Michael,

Thanks for your reply to my question [though I regret that it is outside the thread], but I agree that you were not able to follow the question completely (my fault), so I will try to clarify:

(1) Yes, only after a frame is explicitly added, or a caption is added (which forces the frame to be added around picture and caption) is there a frame around the picture.

(2) Yes, considering the frame and its contents, the object focus can be on one of the following: Whole frame - Anchor {To Page | To Paragraph | To Character | As Character} The picture - Anchor {To Page | To Paragraph | To Character | As Character | To Frame}
  The caption - which has no Anchor; it simply flows within the Frame.

All of the pictures in my document have captions and are in frames; half of them have an Anchor option "To Frame" [as the Writer Guide says they should have]; the other half do not have that option. I simply can't see the difference between those with and those without that option. If your pictures with captions (and thus within frames) never show that anchor option, then I would be concerned <http://wiki.services.openoffice.org/wiki/Documentation/OOo3_User_Guides/Writer_Guide/Arranging_anchoring_aligning>.

According to that, ALL pictures within frames should have the Anchor option "To Frame". Only half of mine have it, and I can't see a difference between those that have, and those that do not have, that option. As far as you can see, NONE of your pictures in frames have that option. It's all very curious... which is what prompted my question. I'm afraid I will have to start examining these anomalies with an XML editor.

Thanks again for your reply,
John

In a message dated 2009.11.05 16:57 -0500, Michael Reich wrote:

I'm not following your question completely, but when I insert graphics into documents using Writer, right clicking on the image and selecting Anchor gives me four choices: To Page, To Paragraph, To Character, and As Character. Nothing shows to anchor "To Frame." I think the question is to what frame is the documentation referring?

Only after adding a caption (and after Writer creates the "outer" frame to hold the caption), does "To Frame" appear. It seems to be referring to anchoring the image frame to the "outer" frame which holds the image and caption. If you select the "outer" frame and right click, the "To Frame" option is not present. That makes some sense because you can't anchor something that doesn't exist at that level (if frames within frames can be considered to have different "levels"). The "inner" frame, the graphic, can't be anchored to a Frame if the "outer" frame doesn't exist. If the "outer" frame does exist because you inserted a caption, then you see the option.

If some of your images have captions and others do not, that would explain the difference you're seeing.
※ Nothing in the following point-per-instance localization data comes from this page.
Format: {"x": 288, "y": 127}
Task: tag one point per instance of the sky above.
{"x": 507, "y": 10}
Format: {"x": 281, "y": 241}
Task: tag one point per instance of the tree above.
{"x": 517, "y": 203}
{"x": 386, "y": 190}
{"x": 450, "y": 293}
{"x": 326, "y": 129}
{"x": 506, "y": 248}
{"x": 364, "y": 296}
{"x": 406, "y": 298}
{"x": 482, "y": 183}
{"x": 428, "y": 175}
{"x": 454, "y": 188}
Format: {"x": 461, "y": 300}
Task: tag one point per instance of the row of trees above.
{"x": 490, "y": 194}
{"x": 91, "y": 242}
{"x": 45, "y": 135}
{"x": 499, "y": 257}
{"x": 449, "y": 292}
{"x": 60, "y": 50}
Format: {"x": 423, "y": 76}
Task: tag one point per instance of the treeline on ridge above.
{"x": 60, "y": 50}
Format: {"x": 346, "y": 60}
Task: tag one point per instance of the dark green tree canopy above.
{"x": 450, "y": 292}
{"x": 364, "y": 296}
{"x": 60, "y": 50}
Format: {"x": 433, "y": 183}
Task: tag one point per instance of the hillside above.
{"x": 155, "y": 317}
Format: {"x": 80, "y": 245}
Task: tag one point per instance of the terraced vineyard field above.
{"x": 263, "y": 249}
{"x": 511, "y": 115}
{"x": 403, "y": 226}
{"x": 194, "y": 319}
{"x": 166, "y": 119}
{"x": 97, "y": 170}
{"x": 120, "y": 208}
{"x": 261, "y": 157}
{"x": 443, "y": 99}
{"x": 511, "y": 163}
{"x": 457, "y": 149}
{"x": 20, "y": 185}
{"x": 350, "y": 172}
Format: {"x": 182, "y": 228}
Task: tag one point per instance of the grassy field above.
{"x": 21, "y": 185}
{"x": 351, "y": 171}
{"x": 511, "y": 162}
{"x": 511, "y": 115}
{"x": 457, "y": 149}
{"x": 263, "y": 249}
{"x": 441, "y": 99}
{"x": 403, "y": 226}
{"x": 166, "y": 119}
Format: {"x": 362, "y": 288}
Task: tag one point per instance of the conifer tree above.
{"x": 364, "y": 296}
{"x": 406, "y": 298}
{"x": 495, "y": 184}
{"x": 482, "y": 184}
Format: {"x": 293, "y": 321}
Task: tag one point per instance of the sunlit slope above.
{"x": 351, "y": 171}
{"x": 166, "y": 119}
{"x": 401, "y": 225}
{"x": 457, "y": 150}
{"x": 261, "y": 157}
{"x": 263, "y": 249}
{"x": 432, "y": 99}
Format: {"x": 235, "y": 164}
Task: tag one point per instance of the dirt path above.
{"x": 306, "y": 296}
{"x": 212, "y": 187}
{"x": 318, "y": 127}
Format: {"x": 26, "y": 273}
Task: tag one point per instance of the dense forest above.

Writer's use of the "outer" frame is not very intuitive and if you're not careful, you can easily select the image frame when you think you're selecting the "outer" frame (with caption and image). In fact, it took me a long while to even realize that there was a second frame involved when adding captions.

HTH.

-Michael
Subject:
[users] Pictures inside frames - Anchor To Frame
From:
John Kaufmann <[email protected]>
Date:
Thu, 05 Nov 2009 14:26:58 -0500

To:
[email protected]


I tried this question six weeks ago and got no answer, but with the indulgence of the list I'd like to try it again, in the hope that someone might have a new thought about it:

According to the OO documentation ("Working with Graphics"), any picture inside a frame should have "To Frame" among its Anchor options. In a document I wrote are ~30 pictures inside frames - but only half of them have the "Anchor.. To Frame" option. After much study, I'm still unable to see the difference between those that have and those that do not have the option. Even pictures side by side can be different. Can anyone tell me what to look for to normalize this?

And - bonus question - since Writer believes that a picture with caption is lost without a frame (and thus supplies one automatically), why would the picture ever *not* be anchored to the frame?